Looking into 2019, Roku said it sees platform revenues rising to around two-thirds of total sales, which it hopes to steer past $1 billion over the full year. The group is still likely to post a net loss, however, of between $65 million and $75 million.
- TheStreet: Roku CEO on Rocketing Stock Price: 'We Are Ideally Positioned'
- The Street: Roku Jumps on Strong Results and Guidance: 6 Key Takeaways
"Based on strong Q1 results and momentum into Q2, we are raising our 2019 outlook to $1.04 billion in revenue and $470 million in gross profit at the midpoint up 40% and 41% year-over-year respectively compared to roughly 36% year-over-year in our prior outlook," CFO Steve Louden told investors on a conference call late Wednesday.
"We plan to manage the business to roughly EBITDA breakeven in 2019, so some of the Q1 upside is expected to flow through to the full year," he added. "For Q2, our outlook is for year-over-year revenue growth up 42% at the midpoint with Platform revenue representing roughly two-thirds of total revenue."
Roku shares were marked 9.6% higher at the opening bell price and changing hands at $71.68 each, the highest since September 28 and a move that extends the stock's year-to-date advance past 134%.
Roku is guiding for Q2 revenue of $220 million to $225 million; that's above a $218 million consensus and implies 42% annual growth at the range's midpoint. The full-year guidance range has been hiked to $1.03 billion to $1.05 billion (implies 40% growth at the midpoint) from $1 billion to $1.025 billion.

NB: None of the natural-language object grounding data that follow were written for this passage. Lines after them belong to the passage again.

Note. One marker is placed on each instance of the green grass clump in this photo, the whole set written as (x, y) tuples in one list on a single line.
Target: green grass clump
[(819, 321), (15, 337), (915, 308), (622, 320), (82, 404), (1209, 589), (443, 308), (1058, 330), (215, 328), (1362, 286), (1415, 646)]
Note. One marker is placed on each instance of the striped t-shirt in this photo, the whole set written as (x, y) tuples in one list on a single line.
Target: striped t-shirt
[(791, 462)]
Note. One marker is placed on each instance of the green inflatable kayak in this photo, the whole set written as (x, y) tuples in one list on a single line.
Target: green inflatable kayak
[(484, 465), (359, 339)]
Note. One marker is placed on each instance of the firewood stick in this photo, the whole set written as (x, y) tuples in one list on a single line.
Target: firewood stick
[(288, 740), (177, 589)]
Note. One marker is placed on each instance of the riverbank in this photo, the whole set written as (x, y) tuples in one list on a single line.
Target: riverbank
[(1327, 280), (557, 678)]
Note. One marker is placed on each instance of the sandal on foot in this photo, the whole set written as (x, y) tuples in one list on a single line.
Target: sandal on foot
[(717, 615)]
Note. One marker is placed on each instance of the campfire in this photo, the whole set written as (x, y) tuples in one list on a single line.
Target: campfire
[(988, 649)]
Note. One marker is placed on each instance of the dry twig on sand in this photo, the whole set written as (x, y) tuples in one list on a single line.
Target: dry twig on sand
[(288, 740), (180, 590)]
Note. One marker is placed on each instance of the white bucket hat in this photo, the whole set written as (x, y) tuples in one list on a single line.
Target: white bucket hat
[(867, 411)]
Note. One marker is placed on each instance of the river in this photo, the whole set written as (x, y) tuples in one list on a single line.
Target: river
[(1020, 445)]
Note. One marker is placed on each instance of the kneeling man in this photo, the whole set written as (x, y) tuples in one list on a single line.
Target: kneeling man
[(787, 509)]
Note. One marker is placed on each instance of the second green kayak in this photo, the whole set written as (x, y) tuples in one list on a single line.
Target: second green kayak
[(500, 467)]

"The company is positioned well as the TV ecosystem evolves to streaming (and its) operating system continues to gain share of connected TV and its ad share dramatically lags its viewership. On the other hand the company faces substantial potential competition and there continues to be a large amount of insider selling," said Loop Capital analyst Alan Gould, who lifted his price target on the stock to $50 but maintained a 'sell' rating.
"It is difficult to justify the valuation on traditional metrics, but we believe Roku will continue to beat quarterly estimates and we have raised our long-term active accounts and revenue projections," he added.